Skerry's is mentioned by James Joyce in Ulysses (Episode 18) "instead of sending her to Skerry's academy where shed have to learn". Milly would have attended the Harcourt Street branch, "shorthand, typewriting, and commercial college".

===Derry===
There was a branch of Skerry's College located at No. 4 Bayview Terrace in Derry. The 1918 Ulster Town Directory notes that the principal was a Mr. Archibald Halliday who occupied the building in c. 1911.

===Belfast===
In the 1913 Telephone Directory, Skerry's College (Ireland) Ltd., is listed in 143 Royal Avenue, Belfast.

===Cardiff===
Skerry's for a while had a College in Cardiff, Newport Rd Skerrys College Cardiff changed its name to King's College in the 1920s, and merged with Mockton House in 1994.

==Notable alumni==
Skerry’s College alumni have several prominent members including the former Taoiseach, Jack Lynch, the former Tánaiste and Minister for Foreign Affairs, Peter Barry, and former South Kerry TD Breeda Moynihan-Cronin.

In 1919, Tom Barry famous for his role in the Irish War of Independence and book on the Flying Columns, enrolled in Skerry's College.

Joseph Cleary, British Labour MP and Lord Mayor of Liverpool, was educated at Skerry's College in Liverpool.
Actor and musician Ozzie Yue attended Skerry's College in Rodney St, Liverpool.

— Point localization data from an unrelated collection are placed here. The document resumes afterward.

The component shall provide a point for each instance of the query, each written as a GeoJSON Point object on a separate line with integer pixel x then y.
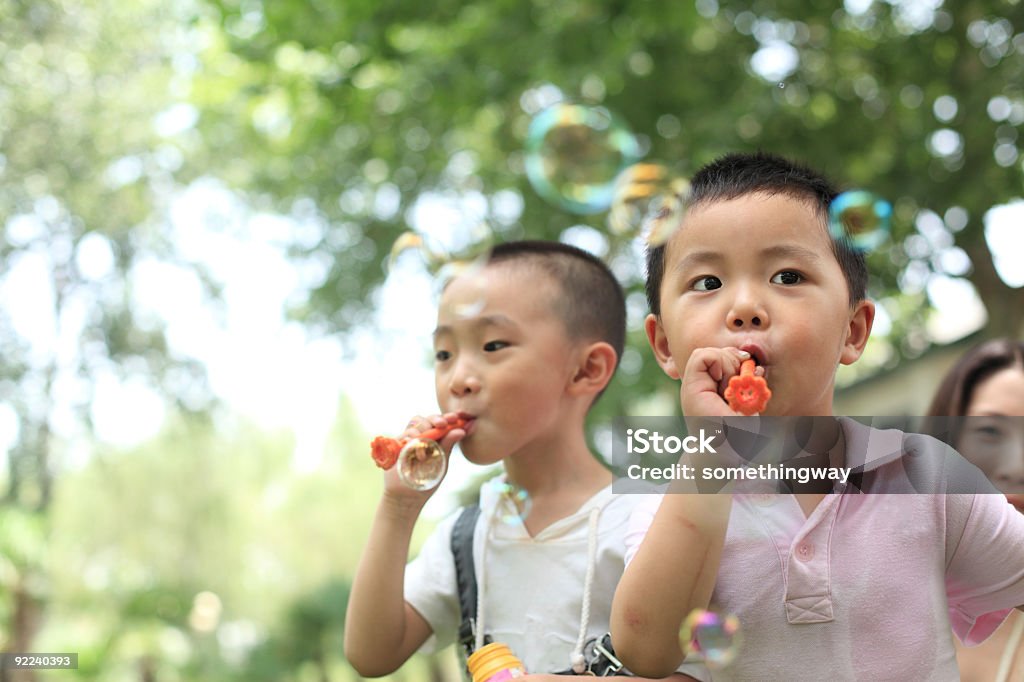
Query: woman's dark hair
{"type": "Point", "coordinates": [981, 361]}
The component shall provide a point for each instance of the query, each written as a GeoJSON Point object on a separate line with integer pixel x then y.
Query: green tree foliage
{"type": "Point", "coordinates": [364, 107]}
{"type": "Point", "coordinates": [82, 169]}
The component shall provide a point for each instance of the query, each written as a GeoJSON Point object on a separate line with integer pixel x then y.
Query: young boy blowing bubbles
{"type": "Point", "coordinates": [825, 586]}
{"type": "Point", "coordinates": [523, 348]}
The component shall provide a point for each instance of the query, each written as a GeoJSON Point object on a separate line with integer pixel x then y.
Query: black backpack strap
{"type": "Point", "coordinates": [465, 574]}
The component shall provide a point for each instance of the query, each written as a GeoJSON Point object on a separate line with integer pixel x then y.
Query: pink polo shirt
{"type": "Point", "coordinates": [868, 586]}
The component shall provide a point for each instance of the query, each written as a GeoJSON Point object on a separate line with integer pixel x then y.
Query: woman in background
{"type": "Point", "coordinates": [987, 385]}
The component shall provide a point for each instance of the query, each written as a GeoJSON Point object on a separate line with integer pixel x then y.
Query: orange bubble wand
{"type": "Point", "coordinates": [385, 451]}
{"type": "Point", "coordinates": [747, 393]}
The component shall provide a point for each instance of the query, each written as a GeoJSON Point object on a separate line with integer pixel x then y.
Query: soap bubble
{"type": "Point", "coordinates": [422, 464]}
{"type": "Point", "coordinates": [648, 200]}
{"type": "Point", "coordinates": [573, 155]}
{"type": "Point", "coordinates": [514, 503]}
{"type": "Point", "coordinates": [714, 636]}
{"type": "Point", "coordinates": [439, 247]}
{"type": "Point", "coordinates": [861, 218]}
{"type": "Point", "coordinates": [414, 244]}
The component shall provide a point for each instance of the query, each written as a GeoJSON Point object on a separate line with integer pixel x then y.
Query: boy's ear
{"type": "Point", "coordinates": [596, 367]}
{"type": "Point", "coordinates": [659, 344]}
{"type": "Point", "coordinates": [858, 332]}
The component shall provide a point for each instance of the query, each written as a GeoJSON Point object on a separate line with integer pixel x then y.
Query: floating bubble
{"type": "Point", "coordinates": [573, 155]}
{"type": "Point", "coordinates": [648, 200]}
{"type": "Point", "coordinates": [461, 241]}
{"type": "Point", "coordinates": [714, 636]}
{"type": "Point", "coordinates": [422, 464]}
{"type": "Point", "coordinates": [413, 243]}
{"type": "Point", "coordinates": [861, 218]}
{"type": "Point", "coordinates": [439, 248]}
{"type": "Point", "coordinates": [514, 503]}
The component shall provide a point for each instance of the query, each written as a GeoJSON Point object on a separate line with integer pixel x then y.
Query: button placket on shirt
{"type": "Point", "coordinates": [807, 596]}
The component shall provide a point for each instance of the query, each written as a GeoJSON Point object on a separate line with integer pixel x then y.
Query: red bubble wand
{"type": "Point", "coordinates": [385, 451]}
{"type": "Point", "coordinates": [748, 393]}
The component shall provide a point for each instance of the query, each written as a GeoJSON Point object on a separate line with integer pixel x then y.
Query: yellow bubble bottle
{"type": "Point", "coordinates": [495, 663]}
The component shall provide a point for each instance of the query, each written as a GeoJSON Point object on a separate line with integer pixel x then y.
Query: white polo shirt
{"type": "Point", "coordinates": [534, 585]}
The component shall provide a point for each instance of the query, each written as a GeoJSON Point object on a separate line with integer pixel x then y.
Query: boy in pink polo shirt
{"type": "Point", "coordinates": [826, 586]}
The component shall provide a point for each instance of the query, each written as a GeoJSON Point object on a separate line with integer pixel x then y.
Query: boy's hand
{"type": "Point", "coordinates": [706, 378]}
{"type": "Point", "coordinates": [393, 487]}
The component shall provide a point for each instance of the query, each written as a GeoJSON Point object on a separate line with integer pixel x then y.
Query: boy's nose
{"type": "Point", "coordinates": [464, 381]}
{"type": "Point", "coordinates": [747, 312]}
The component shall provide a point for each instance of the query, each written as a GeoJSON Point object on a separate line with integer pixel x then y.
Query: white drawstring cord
{"type": "Point", "coordinates": [578, 659]}
{"type": "Point", "coordinates": [579, 662]}
{"type": "Point", "coordinates": [482, 587]}
{"type": "Point", "coordinates": [1006, 664]}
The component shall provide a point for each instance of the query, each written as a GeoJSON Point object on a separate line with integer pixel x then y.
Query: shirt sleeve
{"type": "Point", "coordinates": [430, 587]}
{"type": "Point", "coordinates": [985, 574]}
{"type": "Point", "coordinates": [640, 520]}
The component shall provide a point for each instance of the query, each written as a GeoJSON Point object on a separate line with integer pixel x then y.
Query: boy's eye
{"type": "Point", "coordinates": [708, 283]}
{"type": "Point", "coordinates": [787, 278]}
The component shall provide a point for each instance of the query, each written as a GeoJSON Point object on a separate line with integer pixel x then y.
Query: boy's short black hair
{"type": "Point", "coordinates": [735, 175]}
{"type": "Point", "coordinates": [592, 304]}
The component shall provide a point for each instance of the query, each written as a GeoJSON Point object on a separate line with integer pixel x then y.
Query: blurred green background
{"type": "Point", "coordinates": [163, 164]}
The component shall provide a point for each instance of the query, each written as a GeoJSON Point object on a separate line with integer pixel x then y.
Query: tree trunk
{"type": "Point", "coordinates": [25, 622]}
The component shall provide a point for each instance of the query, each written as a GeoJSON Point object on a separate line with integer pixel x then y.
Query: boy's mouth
{"type": "Point", "coordinates": [757, 353]}
{"type": "Point", "coordinates": [470, 422]}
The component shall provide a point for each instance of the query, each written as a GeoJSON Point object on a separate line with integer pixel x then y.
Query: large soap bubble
{"type": "Point", "coordinates": [574, 154]}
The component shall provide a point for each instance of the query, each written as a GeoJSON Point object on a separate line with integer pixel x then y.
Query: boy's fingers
{"type": "Point", "coordinates": [454, 436]}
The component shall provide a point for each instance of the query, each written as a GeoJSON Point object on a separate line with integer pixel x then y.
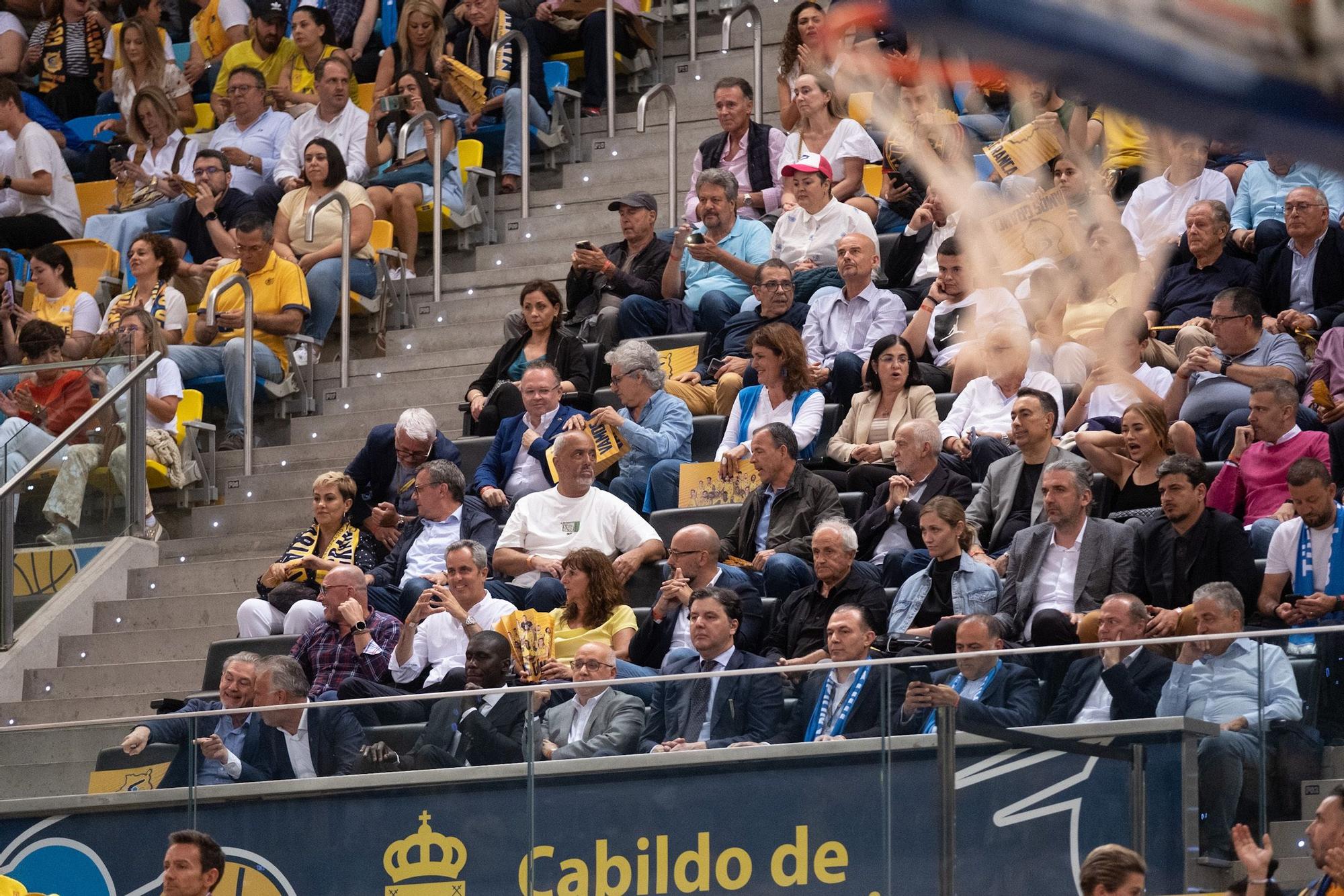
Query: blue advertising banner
{"type": "Point", "coordinates": [790, 820]}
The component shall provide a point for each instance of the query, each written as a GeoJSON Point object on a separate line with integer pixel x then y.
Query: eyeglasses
{"type": "Point", "coordinates": [592, 666]}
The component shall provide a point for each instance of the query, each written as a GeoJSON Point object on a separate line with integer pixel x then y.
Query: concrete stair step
{"type": "Point", "coordinates": [107, 680]}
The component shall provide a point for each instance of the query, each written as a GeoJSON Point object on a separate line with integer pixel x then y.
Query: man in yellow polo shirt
{"type": "Point", "coordinates": [280, 306]}
{"type": "Point", "coordinates": [268, 52]}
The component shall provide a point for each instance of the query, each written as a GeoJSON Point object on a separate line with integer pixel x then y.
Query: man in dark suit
{"type": "Point", "coordinates": [468, 731]}
{"type": "Point", "coordinates": [1187, 547]}
{"type": "Point", "coordinates": [691, 559]}
{"type": "Point", "coordinates": [1291, 300]}
{"type": "Point", "coordinates": [240, 733]}
{"type": "Point", "coordinates": [386, 465]}
{"type": "Point", "coordinates": [889, 531]}
{"type": "Point", "coordinates": [1120, 683]}
{"type": "Point", "coordinates": [710, 713]}
{"type": "Point", "coordinates": [517, 463]}
{"type": "Point", "coordinates": [304, 741]}
{"type": "Point", "coordinates": [982, 690]}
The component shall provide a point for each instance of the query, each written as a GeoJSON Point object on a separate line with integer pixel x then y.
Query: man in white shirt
{"type": "Point", "coordinates": [337, 119]}
{"type": "Point", "coordinates": [1157, 213]}
{"type": "Point", "coordinates": [845, 323]}
{"type": "Point", "coordinates": [435, 636]}
{"type": "Point", "coordinates": [548, 526]}
{"type": "Point", "coordinates": [975, 433]}
{"type": "Point", "coordinates": [49, 209]}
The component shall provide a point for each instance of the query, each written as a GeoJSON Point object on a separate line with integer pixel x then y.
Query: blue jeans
{"type": "Point", "coordinates": [325, 292]}
{"type": "Point", "coordinates": [228, 359]}
{"type": "Point", "coordinates": [514, 128]}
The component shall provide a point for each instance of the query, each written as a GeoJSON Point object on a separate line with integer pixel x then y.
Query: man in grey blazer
{"type": "Point", "coordinates": [599, 722]}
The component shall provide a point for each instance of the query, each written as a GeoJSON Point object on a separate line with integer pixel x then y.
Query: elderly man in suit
{"type": "Point", "coordinates": [467, 731]}
{"type": "Point", "coordinates": [666, 633]}
{"type": "Point", "coordinates": [240, 731]}
{"type": "Point", "coordinates": [1120, 683]}
{"type": "Point", "coordinates": [386, 467]}
{"type": "Point", "coordinates": [709, 713]}
{"type": "Point", "coordinates": [599, 722]}
{"type": "Point", "coordinates": [307, 741]}
{"type": "Point", "coordinates": [982, 690]}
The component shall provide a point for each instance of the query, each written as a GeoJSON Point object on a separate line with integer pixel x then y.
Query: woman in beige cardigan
{"type": "Point", "coordinates": [865, 445]}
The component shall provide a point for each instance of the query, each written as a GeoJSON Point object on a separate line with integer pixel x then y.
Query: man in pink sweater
{"type": "Point", "coordinates": [1253, 484]}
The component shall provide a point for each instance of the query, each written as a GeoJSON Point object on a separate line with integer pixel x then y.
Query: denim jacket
{"type": "Point", "coordinates": [975, 589]}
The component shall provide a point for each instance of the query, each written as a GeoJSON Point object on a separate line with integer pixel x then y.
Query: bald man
{"type": "Point", "coordinates": [693, 565]}
{"type": "Point", "coordinates": [845, 323]}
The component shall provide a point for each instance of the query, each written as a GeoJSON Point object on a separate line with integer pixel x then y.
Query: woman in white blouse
{"type": "Point", "coordinates": [162, 158]}
{"type": "Point", "coordinates": [823, 130]}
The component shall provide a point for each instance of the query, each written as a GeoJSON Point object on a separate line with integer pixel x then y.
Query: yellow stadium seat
{"type": "Point", "coordinates": [861, 107]}
{"type": "Point", "coordinates": [96, 197]}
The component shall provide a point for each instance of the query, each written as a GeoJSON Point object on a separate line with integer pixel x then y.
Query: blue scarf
{"type": "Point", "coordinates": [822, 713]}
{"type": "Point", "coordinates": [958, 684]}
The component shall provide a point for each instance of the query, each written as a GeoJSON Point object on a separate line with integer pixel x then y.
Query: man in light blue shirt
{"type": "Point", "coordinates": [710, 269]}
{"type": "Point", "coordinates": [1220, 680]}
{"type": "Point", "coordinates": [1259, 213]}
{"type": "Point", "coordinates": [657, 425]}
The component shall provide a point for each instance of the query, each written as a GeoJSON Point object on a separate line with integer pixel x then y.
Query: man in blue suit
{"type": "Point", "coordinates": [517, 463]}
{"type": "Point", "coordinates": [306, 741]}
{"type": "Point", "coordinates": [385, 469]}
{"type": "Point", "coordinates": [666, 635]}
{"type": "Point", "coordinates": [706, 714]}
{"type": "Point", "coordinates": [243, 734]}
{"type": "Point", "coordinates": [982, 690]}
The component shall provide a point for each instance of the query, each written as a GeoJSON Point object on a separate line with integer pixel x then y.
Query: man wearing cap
{"type": "Point", "coordinates": [268, 52]}
{"type": "Point", "coordinates": [806, 238]}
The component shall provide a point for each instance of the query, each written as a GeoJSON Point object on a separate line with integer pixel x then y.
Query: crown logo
{"type": "Point", "coordinates": [425, 855]}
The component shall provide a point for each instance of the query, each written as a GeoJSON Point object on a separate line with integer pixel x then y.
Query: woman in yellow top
{"type": "Point", "coordinates": [312, 33]}
{"type": "Point", "coordinates": [58, 302]}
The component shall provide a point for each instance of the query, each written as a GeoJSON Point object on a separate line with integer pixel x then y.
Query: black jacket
{"type": "Point", "coordinates": [1275, 271]}
{"type": "Point", "coordinates": [646, 279]}
{"type": "Point", "coordinates": [876, 522]}
{"type": "Point", "coordinates": [565, 353]}
{"type": "Point", "coordinates": [1135, 690]}
{"type": "Point", "coordinates": [1220, 554]}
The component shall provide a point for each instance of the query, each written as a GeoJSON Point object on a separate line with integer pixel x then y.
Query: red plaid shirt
{"type": "Point", "coordinates": [329, 659]}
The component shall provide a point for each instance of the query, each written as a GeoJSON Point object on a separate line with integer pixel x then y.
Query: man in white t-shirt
{"type": "Point", "coordinates": [49, 209]}
{"type": "Point", "coordinates": [548, 526]}
{"type": "Point", "coordinates": [954, 315]}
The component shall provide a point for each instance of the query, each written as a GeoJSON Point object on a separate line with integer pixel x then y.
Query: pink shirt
{"type": "Point", "coordinates": [1257, 487]}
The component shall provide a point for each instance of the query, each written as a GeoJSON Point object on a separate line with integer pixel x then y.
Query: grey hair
{"type": "Point", "coordinates": [479, 557]}
{"type": "Point", "coordinates": [286, 675]}
{"type": "Point", "coordinates": [417, 424]}
{"type": "Point", "coordinates": [718, 178]}
{"type": "Point", "coordinates": [638, 355]}
{"type": "Point", "coordinates": [1081, 474]}
{"type": "Point", "coordinates": [1225, 594]}
{"type": "Point", "coordinates": [849, 538]}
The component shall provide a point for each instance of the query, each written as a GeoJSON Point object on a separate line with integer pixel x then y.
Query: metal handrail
{"type": "Point", "coordinates": [437, 197]}
{"type": "Point", "coordinates": [135, 492]}
{"type": "Point", "coordinates": [310, 230]}
{"type": "Point", "coordinates": [525, 84]}
{"type": "Point", "coordinates": [757, 60]}
{"type": "Point", "coordinates": [639, 126]}
{"type": "Point", "coordinates": [249, 359]}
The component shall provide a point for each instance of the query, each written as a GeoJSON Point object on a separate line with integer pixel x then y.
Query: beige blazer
{"type": "Point", "coordinates": [913, 404]}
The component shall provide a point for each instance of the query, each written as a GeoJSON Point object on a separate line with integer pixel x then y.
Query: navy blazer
{"type": "Point", "coordinates": [334, 742]}
{"type": "Point", "coordinates": [499, 461]}
{"type": "Point", "coordinates": [476, 525]}
{"type": "Point", "coordinates": [1135, 690]}
{"type": "Point", "coordinates": [376, 465]}
{"type": "Point", "coordinates": [179, 731]}
{"type": "Point", "coordinates": [654, 640]}
{"type": "Point", "coordinates": [745, 707]}
{"type": "Point", "coordinates": [1013, 701]}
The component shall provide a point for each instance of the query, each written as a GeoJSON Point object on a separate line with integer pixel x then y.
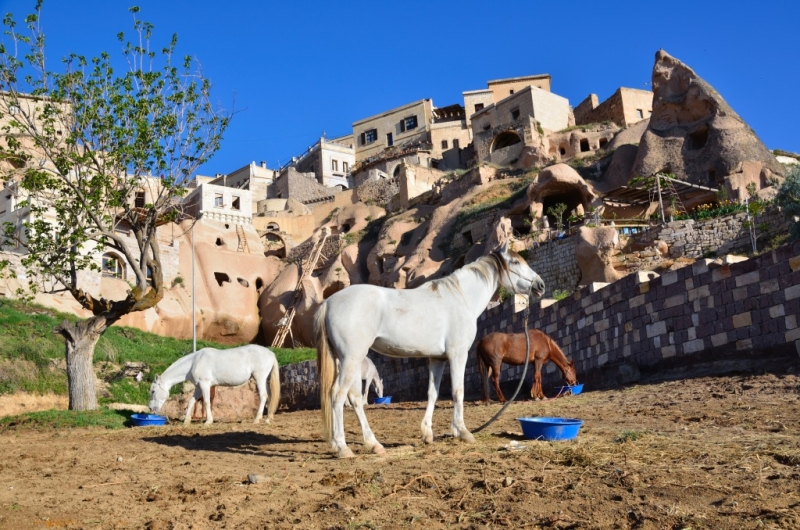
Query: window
{"type": "Point", "coordinates": [112, 266]}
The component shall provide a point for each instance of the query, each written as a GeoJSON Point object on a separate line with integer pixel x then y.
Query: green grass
{"type": "Point", "coordinates": [59, 419]}
{"type": "Point", "coordinates": [30, 353]}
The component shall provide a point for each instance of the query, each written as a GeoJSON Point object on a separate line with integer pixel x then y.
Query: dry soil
{"type": "Point", "coordinates": [709, 452]}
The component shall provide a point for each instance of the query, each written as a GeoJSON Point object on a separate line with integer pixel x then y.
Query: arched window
{"type": "Point", "coordinates": [113, 266]}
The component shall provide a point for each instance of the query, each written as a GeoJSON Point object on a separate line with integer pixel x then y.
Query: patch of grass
{"type": "Point", "coordinates": [628, 436]}
{"type": "Point", "coordinates": [30, 353]}
{"type": "Point", "coordinates": [60, 419]}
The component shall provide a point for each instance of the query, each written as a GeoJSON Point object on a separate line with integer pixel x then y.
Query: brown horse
{"type": "Point", "coordinates": [497, 348]}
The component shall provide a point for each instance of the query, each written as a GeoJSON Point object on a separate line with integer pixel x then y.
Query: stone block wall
{"type": "Point", "coordinates": [721, 235]}
{"type": "Point", "coordinates": [627, 329]}
{"type": "Point", "coordinates": [555, 262]}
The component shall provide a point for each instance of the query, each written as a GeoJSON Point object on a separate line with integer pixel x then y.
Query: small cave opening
{"type": "Point", "coordinates": [332, 289]}
{"type": "Point", "coordinates": [697, 139]}
{"type": "Point", "coordinates": [571, 198]}
{"type": "Point", "coordinates": [505, 139]}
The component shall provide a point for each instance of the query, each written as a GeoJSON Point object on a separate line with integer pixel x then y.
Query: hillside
{"type": "Point", "coordinates": [32, 356]}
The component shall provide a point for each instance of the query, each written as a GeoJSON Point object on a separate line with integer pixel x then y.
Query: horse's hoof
{"type": "Point", "coordinates": [345, 452]}
{"type": "Point", "coordinates": [466, 436]}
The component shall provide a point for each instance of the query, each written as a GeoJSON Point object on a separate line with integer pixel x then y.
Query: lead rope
{"type": "Point", "coordinates": [524, 371]}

Actor Barry Fitzgerald went to Skerry's College Dublin before going on to work in the Civil Service.

Icelandic politician, and a footballer with Rangers, Arsenal, AC Milan etc. Albert Gudmundsson studied at Skerry's College, Glasgow, from 1944 to 1946.

The British novelist Jack Common attended Skerry's College, Newcastle.